Essentially, since glial cells had been overlooked for a long time, the biological principles that govern their function were not completely clear. However, a somewhat promising realization from neurobiology was that astrocytes, like neurons, can regulate processing and transfer of information.
In an interdisciplinary study undertaken by a group of researchers at the Universidade da Coruña, Spain, in 2012, single “astrocytes” were added as modulatory units to individual neurons in an artificial neural network. These computational glia could change the relative weights of the input or output signals or both. This system was then applied to complex problems such as disease diagnosis. This network inherently relies on the properties of astrocytes and research in this direction is currently ongoing.
What are the implications of these models for Artificial Intelligence (AI)?
Looking at it from a biological angle, Chakravarthy explains, “I like to think of them [glia] as conduits between blood vessels and neurons. Vessels are carriers of huge amounts of energy, but neurons don’t have the storage to support this quantity. So, several buffers would be required at each stage.”
In the context of AI, networks can be implemented both in software and hardware. Clever computer programs need a physical shell to be fruitful, such as microchips. Hardware implementation in these cases relies on numerous parallel computations to accelerate the performance of the software. This, in turn, makes energy conservation crucial to prevent the devices overheating. Normally, in a chip, a power line fuels all the circuits.

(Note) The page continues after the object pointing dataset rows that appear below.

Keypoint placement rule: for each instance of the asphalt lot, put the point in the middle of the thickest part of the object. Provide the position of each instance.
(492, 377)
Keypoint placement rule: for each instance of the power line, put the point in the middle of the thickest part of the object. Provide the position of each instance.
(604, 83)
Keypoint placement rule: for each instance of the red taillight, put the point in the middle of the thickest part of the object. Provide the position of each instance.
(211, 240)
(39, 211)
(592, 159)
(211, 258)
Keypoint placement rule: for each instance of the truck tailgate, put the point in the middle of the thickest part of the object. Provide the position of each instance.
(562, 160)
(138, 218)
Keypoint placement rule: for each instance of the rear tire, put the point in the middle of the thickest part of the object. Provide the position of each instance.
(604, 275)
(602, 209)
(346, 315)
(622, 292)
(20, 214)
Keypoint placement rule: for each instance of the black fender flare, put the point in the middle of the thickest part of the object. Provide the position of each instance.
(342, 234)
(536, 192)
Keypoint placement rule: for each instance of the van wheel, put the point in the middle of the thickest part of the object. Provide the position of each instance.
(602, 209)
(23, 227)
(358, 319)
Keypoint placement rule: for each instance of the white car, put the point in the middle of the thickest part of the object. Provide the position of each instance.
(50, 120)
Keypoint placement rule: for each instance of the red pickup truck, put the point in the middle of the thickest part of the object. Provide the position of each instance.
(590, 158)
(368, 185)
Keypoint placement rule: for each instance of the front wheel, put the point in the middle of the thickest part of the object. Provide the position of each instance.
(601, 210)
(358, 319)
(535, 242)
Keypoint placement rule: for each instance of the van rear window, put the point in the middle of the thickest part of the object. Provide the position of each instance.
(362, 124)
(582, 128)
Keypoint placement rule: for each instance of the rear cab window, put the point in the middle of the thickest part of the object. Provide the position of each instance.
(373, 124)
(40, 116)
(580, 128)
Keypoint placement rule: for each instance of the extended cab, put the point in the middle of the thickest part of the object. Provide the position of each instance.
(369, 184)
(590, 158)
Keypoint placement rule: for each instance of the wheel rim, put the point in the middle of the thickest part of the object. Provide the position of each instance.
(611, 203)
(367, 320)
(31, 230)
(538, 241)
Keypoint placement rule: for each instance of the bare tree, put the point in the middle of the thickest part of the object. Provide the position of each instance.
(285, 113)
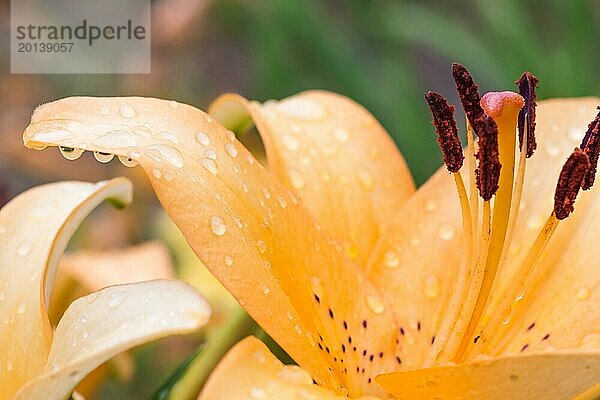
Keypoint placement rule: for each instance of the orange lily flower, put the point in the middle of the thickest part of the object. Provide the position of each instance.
(372, 288)
(36, 362)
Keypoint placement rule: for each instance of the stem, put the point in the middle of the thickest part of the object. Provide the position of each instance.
(238, 326)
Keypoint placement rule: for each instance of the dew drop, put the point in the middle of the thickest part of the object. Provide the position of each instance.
(127, 161)
(209, 164)
(341, 135)
(431, 287)
(446, 232)
(391, 259)
(126, 110)
(365, 179)
(231, 150)
(115, 300)
(217, 225)
(169, 137)
(211, 154)
(103, 157)
(70, 153)
(375, 304)
(203, 139)
(24, 249)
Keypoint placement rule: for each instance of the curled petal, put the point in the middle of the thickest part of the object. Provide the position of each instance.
(35, 227)
(101, 325)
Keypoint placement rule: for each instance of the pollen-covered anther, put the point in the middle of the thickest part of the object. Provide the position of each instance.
(469, 97)
(488, 169)
(569, 182)
(591, 146)
(445, 126)
(527, 84)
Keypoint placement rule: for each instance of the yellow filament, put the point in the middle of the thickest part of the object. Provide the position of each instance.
(460, 291)
(522, 275)
(460, 337)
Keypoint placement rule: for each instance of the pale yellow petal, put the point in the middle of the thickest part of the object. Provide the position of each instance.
(101, 325)
(335, 155)
(95, 270)
(248, 229)
(35, 227)
(250, 372)
(540, 376)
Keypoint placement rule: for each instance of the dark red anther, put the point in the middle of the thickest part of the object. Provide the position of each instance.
(569, 182)
(527, 84)
(445, 126)
(488, 168)
(591, 146)
(469, 97)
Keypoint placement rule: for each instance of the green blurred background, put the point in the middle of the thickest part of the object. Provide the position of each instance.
(383, 54)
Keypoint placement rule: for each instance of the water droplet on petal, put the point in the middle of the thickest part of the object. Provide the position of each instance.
(203, 139)
(375, 304)
(103, 157)
(231, 150)
(115, 299)
(217, 225)
(70, 153)
(209, 164)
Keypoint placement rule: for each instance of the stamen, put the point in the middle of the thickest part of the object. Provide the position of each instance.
(469, 96)
(527, 84)
(445, 126)
(591, 146)
(488, 168)
(569, 182)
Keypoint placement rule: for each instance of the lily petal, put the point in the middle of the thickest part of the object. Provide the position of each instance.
(250, 371)
(101, 325)
(540, 376)
(247, 229)
(98, 269)
(415, 265)
(35, 228)
(335, 155)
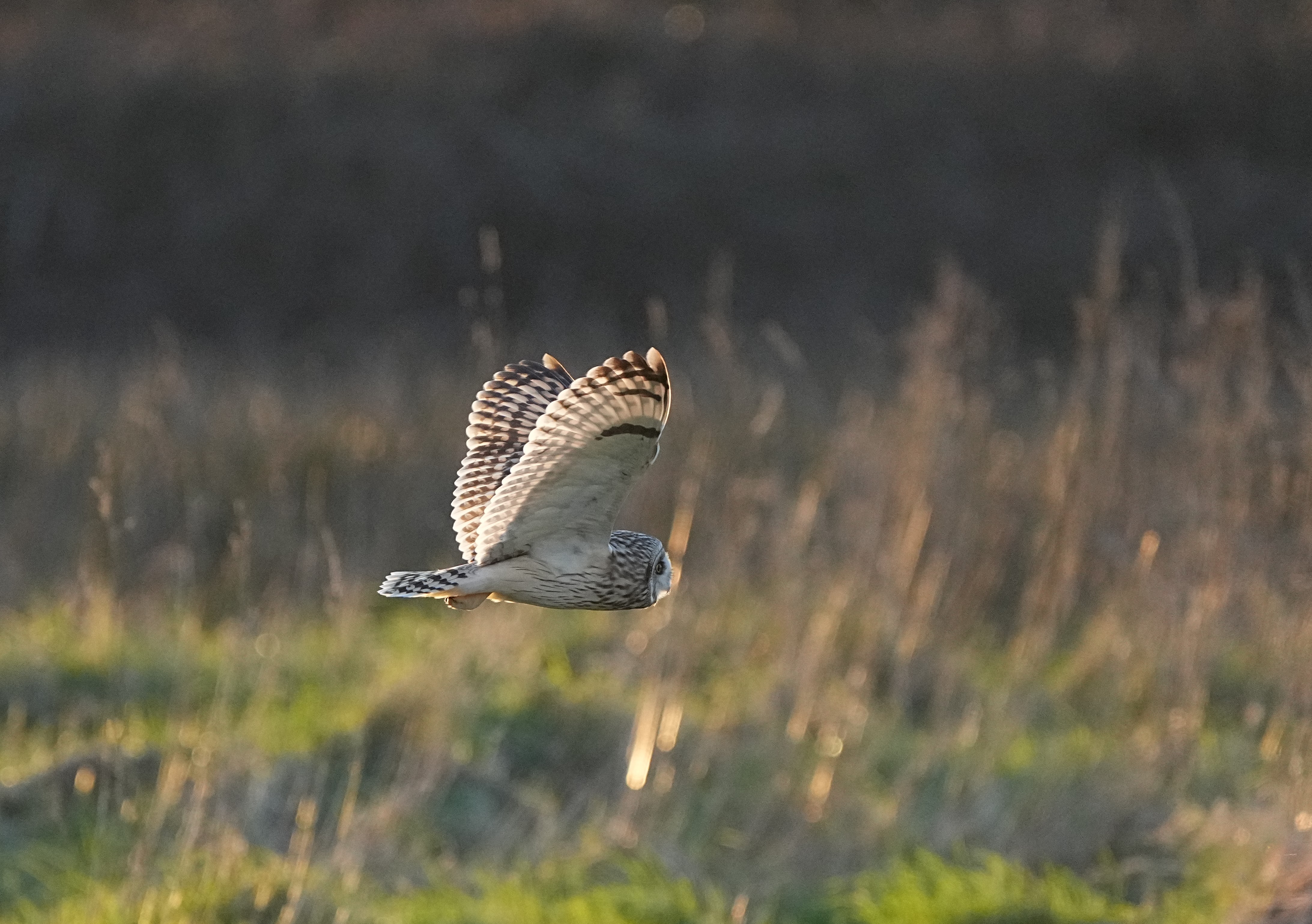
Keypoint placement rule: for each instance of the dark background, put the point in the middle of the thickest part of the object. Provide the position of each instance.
(255, 174)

But in a futuristic realization, we could perhaps have a branching pattern of the power line, similar to blood vessels in the brain. To feed current from these “power trees” into local neuron circuits, we would need an intermediary to temporarily buffer and redistribute the energy properly. Digital equivalents of the glial cells could serve as these buffers.
“The only job is to look at them [glia] in simpler ways without getting lost in the microscopic details,” advises Chakravarthy. Obtaining a complete understanding of neuronal networks is an inconceivable feat. Neuron-glia interactions are even more puzzling given the paucity of available data and the increased complexity of the system. The role of glia in higher-order brain functions such as cognition also remain incompletely understood.
We can hope that as biological research in neuroscience advances, the computational evidence to illustrate the relevance of neuron-glia interactions will synchronously gain ground. Perhaps, with advances in AI technology, we might even be able to successfully emulate the plethora of interactions in the brain someday.